Solow’dan günümüze, teoride birçok yenilik yapılmıştır. Bunlardan en önemlisi teknolojinin “endojen” olduğu durumları inceleyen modellerdir. Paul Romer, Robert Lucas, Sergio Rebelo gibi iktisatçılar, beşeri sermayeye yatırım ve inovasyon kanalıyla teknolojik gelişmenin ekonomiye içsel hale geldiğini ve bu yatırımların belli bir birikim (spill over) etkisiyle fizikî sermayedeki azalan getirileri telafi ederek artan getirilere yol açtığını vurgulamışlardır. Tabii ki, bu iktisatçılar da devletin hiç müdahalesi olmadan kapalı ekonomi ve tam rekabet şartları altında modellerini kurmuşlardı. Genel olarak Endojen Büyüme modelleri olarak adlandırılan, bu modellerde uzun dönem büyüme oranı Solow’un parametrelerine ek olarak yeni bir parametreye daha bağlıdır: Beşeri Sermaye’nin büyüme hızı. Beşeri sermaye, bir toplumdaki birikmiş bilgi ve eğitim düzeyidir. Eğer düşünce özgürlüğü ve demokrasiyi tam olarak sağlar ve özellikle teknoloji geliştirecek fizik ve kimya gibi müspet ilimlerde adam yetiştirirseniz, o zaman ekonomi Solow’un iddia ettiğinden daha hızlı bir büyüme oranına ulaşır. Burada önemli olan nokta şudur: Büyüme yine piyasa eliyle olacaktır, devletin bu işe karışması hiçbir sonuç vermeyecektir. Hemen, güzel bir örnek olarak, müteveffa Steve Jobbs gösterilir.  Buradan ne anlıyoruz? Bu iktisatçılar ve onların ülkemizde ki şakirtleri (tabii bizim gibi gelişmekte olan ülkelere) mealen diyorlar ki: “Ne fabrikası, ne altyapısı, bunlarla uğraşmayın. Siz aydınlık yarınlara ulaşmak istiyorsanız, Fen Lisesi açın, teknik eğitime yönlenin, bol bol fizikçi, kimyacı ve mühendis yetiştirin. Beşeri ilimler boş işlerdir, iktisatçılık, sosyologluk, edebiyatçılık ve tarihçilik gibi alanlar boşa kürek çekmektir. Siz mükemmel arabalar yapın, ama şoför yetiştirmeyin. Bizde yeterince şoför var. Sizin arabanızı biz süreriz.”

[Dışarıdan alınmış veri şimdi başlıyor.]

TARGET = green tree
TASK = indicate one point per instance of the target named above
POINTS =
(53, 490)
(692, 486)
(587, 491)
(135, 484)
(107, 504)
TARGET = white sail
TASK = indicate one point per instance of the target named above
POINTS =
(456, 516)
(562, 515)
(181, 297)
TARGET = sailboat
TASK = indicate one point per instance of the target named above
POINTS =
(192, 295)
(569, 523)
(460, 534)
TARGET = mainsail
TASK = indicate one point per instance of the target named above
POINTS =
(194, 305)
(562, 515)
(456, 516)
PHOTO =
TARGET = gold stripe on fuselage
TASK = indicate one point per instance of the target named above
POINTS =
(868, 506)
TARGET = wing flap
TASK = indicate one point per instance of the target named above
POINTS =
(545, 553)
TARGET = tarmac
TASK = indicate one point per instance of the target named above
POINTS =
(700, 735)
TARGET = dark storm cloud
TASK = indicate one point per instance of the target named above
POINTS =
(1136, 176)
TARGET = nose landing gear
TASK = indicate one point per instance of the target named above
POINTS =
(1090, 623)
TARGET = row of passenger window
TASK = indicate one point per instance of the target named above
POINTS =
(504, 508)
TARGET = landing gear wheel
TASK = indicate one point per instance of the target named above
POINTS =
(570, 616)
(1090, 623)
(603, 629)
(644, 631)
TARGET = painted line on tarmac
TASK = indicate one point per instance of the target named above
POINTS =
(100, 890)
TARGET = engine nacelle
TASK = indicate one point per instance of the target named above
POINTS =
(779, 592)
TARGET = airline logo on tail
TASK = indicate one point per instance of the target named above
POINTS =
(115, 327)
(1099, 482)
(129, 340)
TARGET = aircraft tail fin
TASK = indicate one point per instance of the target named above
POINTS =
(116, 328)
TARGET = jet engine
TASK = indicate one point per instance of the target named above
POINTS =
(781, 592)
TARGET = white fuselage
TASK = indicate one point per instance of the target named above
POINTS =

Gelişmekte olan ülkelerin temel hedefi gelişmiş – sanayileşmiş – emperyalist ülkelerle aralarındaki farkı kapatmak olmalıdır. Eğer, emperyalist ülkelerden gelen bu tavsiyelere uyarsak, yani “piyasa dostu” bir büyüme modeli tercih edersek olacağı şudur: 

• Sosyal bilimler, felsefe, tarih ve benzeri alanlardan ziyade, müspet ilim alanlarına eğitimi kaydırırız, 

• Devletin bir kalkınma politikası varsa da onu lağvederiz, 

• Merkez Bankası’nı küresel finans sisteminin ülkemizdeki temsilcisi yapacak hedefler ve stratejilerle donatırız, 

• Piyasalarımızı alabildiğince yabancı sermaye açarız 

• Sanayideki bütün kamu tekellerini özelleştiririz.

Bu durumda yetiştireceğimiz iyi eğitimli gençler için, o düzeyde insanların çalışabileceği işleri sağlamak mümkün olmayacaktır. Bu çocuklarımız, ya düşük profilli işlerde çalışacaklardır ki, bu durumda beşeri sermayemiz heba olacaktır, ya da yurt dışına, yani başta ABD olmak üzere emperyalist ülkelere girmek zorunda kalacaklardır. Her iki durumda da beşeri sermayeyi yetiştireceğiz ama kullanamayacağız. 

Yukarıdaki paragrafta verdiğimiz örneğe gelecek olursak bizim yüksek teknolojili arabalar kadar ehliyet ve liyakat sahibi sürücülere de ihtiyacımız var. Türkiye’nin Batılılaşma sürecinde yapılan büyük hatalardan biri eğitim atılımını hep müspet ilimler de yapmaya çalışmamız olmuştur; bakınız Tanzimat Dönemi. Bu yetişmiş insanları sevk ve idare edecek birikimli, ülkü ve hedef sahibi aynı zamanda idealist sosyal bilimcilerin yeterli düzeyde olmayışı yüzünden, Türkiye bu eksiğini, Batı’da devşirilmiş aydınlar, kerameti kendinden menkul şairler (Türkiye’nin her daim düşünce akımı liderleri şairlerden çıkmıştır), gazeteciler ve benzeriyle kapatmaya çalışmıştır. Bu açığın sebebi, sosyal bilimin temelinin mevcut yapıyı eleştirmekten geçmesidir. Mevcut yapı deyince, iktidardaki siyasi gücü anlayın. Şark kültüründe iktidarların güçlerini tahkim etmek için eleştiriyi engellemeleri bir gelenek haline gelmiştir. Eleştiri ve sorgulama olmayınca, toplumun problemleri açığa çıkmaz halı altına süpürülür, hastalık teşhis edilmezse doğru tedavi uygulanamaz, toplum olduğu yerde kalır. 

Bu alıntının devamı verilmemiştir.